The UN report into poverty in the UK perfectly described facts that we see every day – of communities fighting to cope with austerity realities. But that message struggles to cut through to higher levels of a government still trying to get to grips with Brexit and who will be moving into No 10.
That was underlined yet again by last week’s response to the UN Special Rapporteur on Extreme Poverty and Human Rights’ report after he presented his findings to the UN Human Rights Council in Geneva. This was the government’s chance to formally respond to Philip Alston’s scathing criticism of the Universal Credit roll-out and a “punitive and mean-spirited approach” to the poor. It was an eight-page refusal to accept the information presenting. Instead, complaints about Dr Alston’s “inflammatory language and overtly political tone” were front and centre of the government written response.
Fascinating. After calling @Alston_UNSR's report 'barely believable,' disparaging our tone, and reportedly considering a formal complaint, when it took the floor to formally respond at #HRC41, the UK government appears to have pointed to its written response and dropped the mic.
— Rebecca Riddell (@Rebecca_Riddell) June 28, 2019
This has moved on from the Department for Work and Pensions’ initial “barely believable” rebuttal and Chancellor Philip Hammond’s claims he “can’t see” the poverty described following the UN expert’s 12-day tour of the UK in November.

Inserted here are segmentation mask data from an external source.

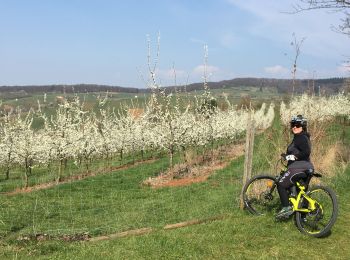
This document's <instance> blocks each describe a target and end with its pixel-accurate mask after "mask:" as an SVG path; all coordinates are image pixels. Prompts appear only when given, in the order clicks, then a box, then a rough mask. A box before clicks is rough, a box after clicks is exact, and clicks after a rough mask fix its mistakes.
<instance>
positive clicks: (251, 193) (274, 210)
mask: <svg viewBox="0 0 350 260" xmlns="http://www.w3.org/2000/svg"><path fill="white" fill-rule="evenodd" d="M243 201H244V205H245V208H246V209H248V210H249V212H251V213H252V214H256V215H265V214H267V213H269V212H274V211H275V210H276V208H277V207H278V206H279V205H280V199H279V196H278V193H277V189H276V180H275V177H272V176H269V175H258V176H255V177H253V178H252V179H250V180H249V181H248V182H247V183H246V185H245V186H244V188H243Z"/></svg>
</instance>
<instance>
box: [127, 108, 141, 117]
mask: <svg viewBox="0 0 350 260" xmlns="http://www.w3.org/2000/svg"><path fill="white" fill-rule="evenodd" d="M128 113H129V114H130V115H131V116H132V117H133V118H134V119H138V118H139V117H140V116H141V115H142V114H143V113H144V110H143V109H142V108H129V109H128Z"/></svg>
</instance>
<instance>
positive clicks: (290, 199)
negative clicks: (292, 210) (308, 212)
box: [289, 182, 321, 213]
mask: <svg viewBox="0 0 350 260" xmlns="http://www.w3.org/2000/svg"><path fill="white" fill-rule="evenodd" d="M296 185H297V187H298V188H299V190H300V191H299V193H298V195H297V197H296V198H294V197H290V198H289V201H290V202H291V204H292V206H293V211H299V212H305V213H307V212H312V211H314V210H315V209H316V200H314V199H312V198H311V197H309V196H308V195H307V194H306V192H305V186H303V185H301V184H300V183H299V182H297V183H296ZM302 197H304V198H305V199H306V200H307V201H308V203H309V205H308V207H307V208H299V204H300V200H301V198H302ZM320 206H321V205H320Z"/></svg>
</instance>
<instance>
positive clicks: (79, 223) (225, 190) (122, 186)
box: [0, 127, 350, 259]
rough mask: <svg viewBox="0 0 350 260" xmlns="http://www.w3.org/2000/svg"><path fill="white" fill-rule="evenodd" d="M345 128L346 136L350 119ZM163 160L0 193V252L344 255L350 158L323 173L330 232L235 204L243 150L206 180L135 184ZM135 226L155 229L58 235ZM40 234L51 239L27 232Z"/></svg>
mask: <svg viewBox="0 0 350 260" xmlns="http://www.w3.org/2000/svg"><path fill="white" fill-rule="evenodd" d="M341 130H342V129H341V128H339V127H333V128H332V129H331V130H330V131H331V133H332V134H333V137H332V138H334V139H337V138H338V137H339V136H340V133H341ZM344 136H345V137H344V139H345V140H346V144H349V141H350V129H349V127H347V128H346V129H345V133H344ZM263 142H265V139H264V138H263V137H262V136H259V137H257V138H256V146H255V147H256V149H255V150H256V152H255V155H254V165H256V166H257V167H259V168H261V169H263V168H264V165H261V161H262V158H265V157H264V153H266V151H267V150H266V149H262V147H263V146H264V143H263ZM167 166H168V161H167V159H166V158H163V159H159V160H156V161H152V162H149V163H145V164H139V165H135V166H132V167H130V168H128V169H124V170H119V171H112V172H110V173H106V174H104V175H100V176H95V177H89V178H86V179H84V180H81V181H76V182H71V183H67V184H62V185H59V186H56V187H54V188H50V189H46V190H41V191H36V192H31V193H27V194H18V195H12V196H10V195H4V194H3V195H1V200H0V209H1V210H0V258H1V259H34V258H35V259H179V258H180V259H271V258H276V259H285V258H287V259H289V258H295V257H302V258H305V259H349V258H350V247H349V241H350V240H349V239H350V233H349V232H348V230H349V228H350V222H349V221H348V219H349V214H350V203H349V201H350V193H349V192H348V190H349V189H348V187H349V184H350V167H349V165H348V166H347V168H346V169H345V172H343V173H341V174H339V175H338V176H336V177H334V178H325V179H324V182H325V183H326V184H327V185H329V186H331V187H333V188H334V189H335V191H336V193H337V195H338V200H339V217H338V220H337V222H336V224H335V226H334V227H333V229H332V234H331V235H330V236H328V237H326V238H323V239H315V238H311V237H307V236H305V235H303V234H301V233H300V232H299V231H298V230H297V229H296V227H295V225H294V223H293V221H292V220H289V221H285V222H276V221H275V219H274V216H273V215H268V216H263V217H256V216H252V215H250V214H249V213H247V212H246V211H242V210H240V209H239V207H238V198H239V193H240V190H241V178H242V172H243V157H240V158H238V159H236V160H232V161H231V163H230V164H229V166H228V167H226V168H225V169H222V170H219V171H217V172H216V173H215V174H213V175H212V176H211V177H210V178H209V179H208V180H207V181H205V182H202V183H197V184H192V185H190V186H182V187H167V188H159V189H154V188H151V187H148V186H143V185H142V184H141V183H142V181H143V180H145V179H147V178H148V177H152V176H155V175H157V174H158V173H159V172H161V171H164V170H165V169H166V168H167ZM265 167H266V165H265ZM266 168H267V167H266ZM255 174H256V172H255ZM216 216H220V217H221V218H220V219H218V220H212V221H204V222H203V223H201V224H198V225H190V226H186V227H183V228H178V229H172V230H165V229H164V226H165V225H168V224H174V223H179V222H184V221H190V220H206V219H210V218H213V217H216ZM140 228H151V229H152V231H151V232H149V233H147V234H143V235H139V236H132V235H131V236H127V237H124V238H115V239H108V240H105V241H95V242H92V241H64V237H73V238H74V237H75V236H80V235H82V234H88V235H89V236H91V237H92V238H96V237H99V236H101V235H111V234H115V233H119V232H123V231H128V230H135V229H140ZM37 234H41V235H43V234H45V236H46V237H49V239H44V240H36V239H27V238H31V236H33V235H37ZM73 240H74V239H73ZM78 240H79V239H78Z"/></svg>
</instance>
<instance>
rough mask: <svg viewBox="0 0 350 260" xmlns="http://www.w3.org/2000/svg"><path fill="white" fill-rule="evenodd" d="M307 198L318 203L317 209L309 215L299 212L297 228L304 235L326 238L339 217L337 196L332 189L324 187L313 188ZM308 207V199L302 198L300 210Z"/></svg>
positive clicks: (322, 186)
mask: <svg viewBox="0 0 350 260" xmlns="http://www.w3.org/2000/svg"><path fill="white" fill-rule="evenodd" d="M307 196H309V197H311V198H312V199H313V200H315V201H316V205H315V206H316V209H315V210H313V211H311V212H308V213H302V212H298V211H297V212H296V214H295V222H296V226H297V228H298V229H299V230H300V231H301V232H302V233H304V234H307V235H310V236H314V237H323V236H326V235H327V234H328V233H329V232H330V230H331V228H332V227H333V225H334V223H335V221H336V219H337V216H338V202H337V196H336V195H335V193H334V191H333V190H332V189H330V188H328V187H324V186H316V187H313V188H311V189H310V190H309V191H308V192H307ZM308 205H309V203H308V201H307V199H305V197H303V198H301V201H300V204H299V208H307V207H308Z"/></svg>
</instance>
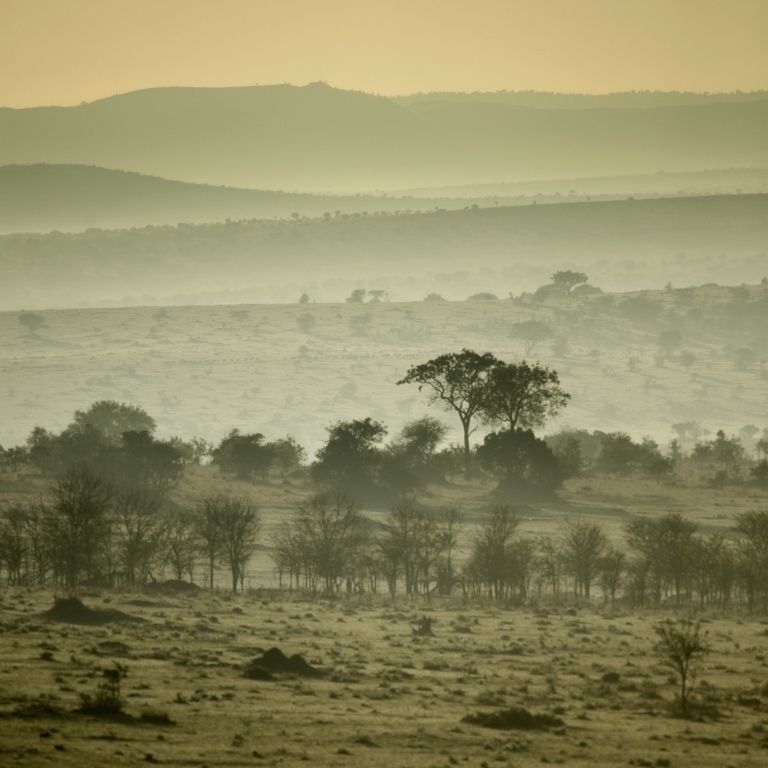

Elsewhere within the response, the recommendation of a new poverty measurement has been accepted while the UK government maintains that Universal Credit is “working”.
But the opportunity to say more was reduced to a disappointing one-minute response from the UK’s Human Rights Ambassador Rita French. In her short statement, she referred the council members and all observer delegations to the written statement already supplied.